Golfito
En Golfito, Costa Rica, el viaje de lujo significa despertar al susurro del Golfo Dulce, donde las siluetas de la selva se disuelven en un mar liso como un espejo. Comience en Marina Golfito, un pulido escenario de elegantes yates, boutiques y terrazas de alta cocina que se tiñen de dorado al atardecer. Pida un ceviche de corvina recién capturada y luego recorra la bahía en un chárter privado, con delfines escoltándole más allá de cabos esmeralda.
Instálese en lujosos ecolodges abrazados a las laderas, donde las piscinas infinitas reflejan tucanes que planean entre árboles milenarios. Desde aquí, explore el Parque Nacional Piedras Blancas en caminatas guiadas; bajo un dosel alto como una catedral avistará lapas rojas, monos capuchinos y mariposas morfo azul neón. Después, retírese a un pabellón de spa para disfrutar de masajes con piedras volcánicas y tratamientos corporales de cacao perfumados con ylang-ylang.
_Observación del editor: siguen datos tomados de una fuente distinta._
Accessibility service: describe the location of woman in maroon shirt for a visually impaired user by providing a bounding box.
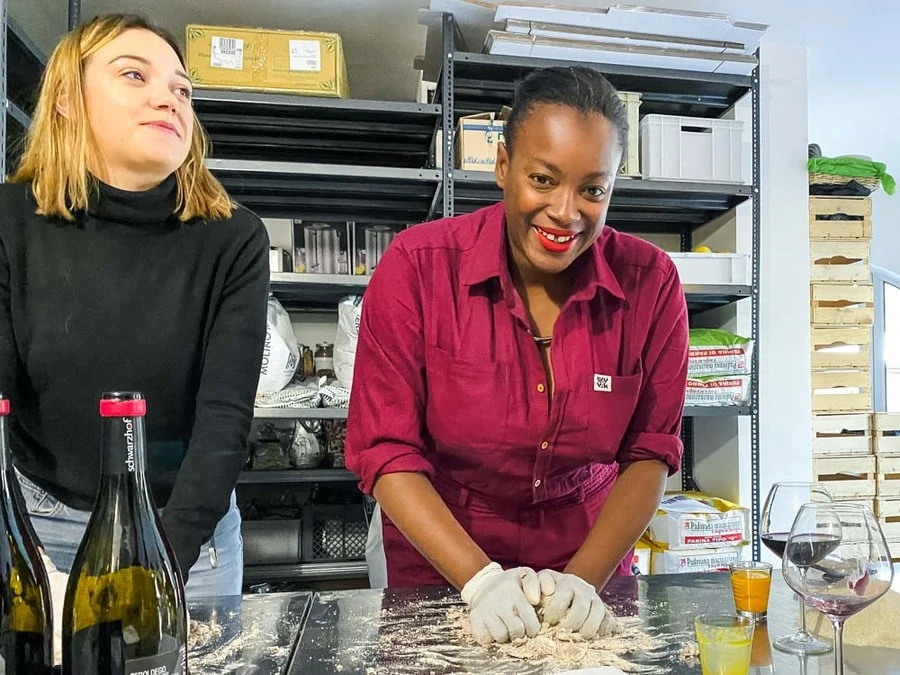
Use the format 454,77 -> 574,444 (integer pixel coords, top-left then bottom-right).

Para una excursión de un día, deslícese en lancha hasta las playas remotas de Playa Cacao y Playa Zancudo, cuyas arenas pálidas y oleaje suave son ideales para practicar paddle surf, hacer esnórquel o simplemente saborear un cóctel bien frío bajo palmeras que se mecen. Al anochecer, regrese al malecón de Golfito y cene en un restaurante gourmet con vista a los fondeaderos titilantes, probando filete sazonado con café local y sorbetes de frutas tropicales. Golfito combina lujo discreto, naturaleza salvaje y viajes y atracciones con alma en una sola escapada inolvidable.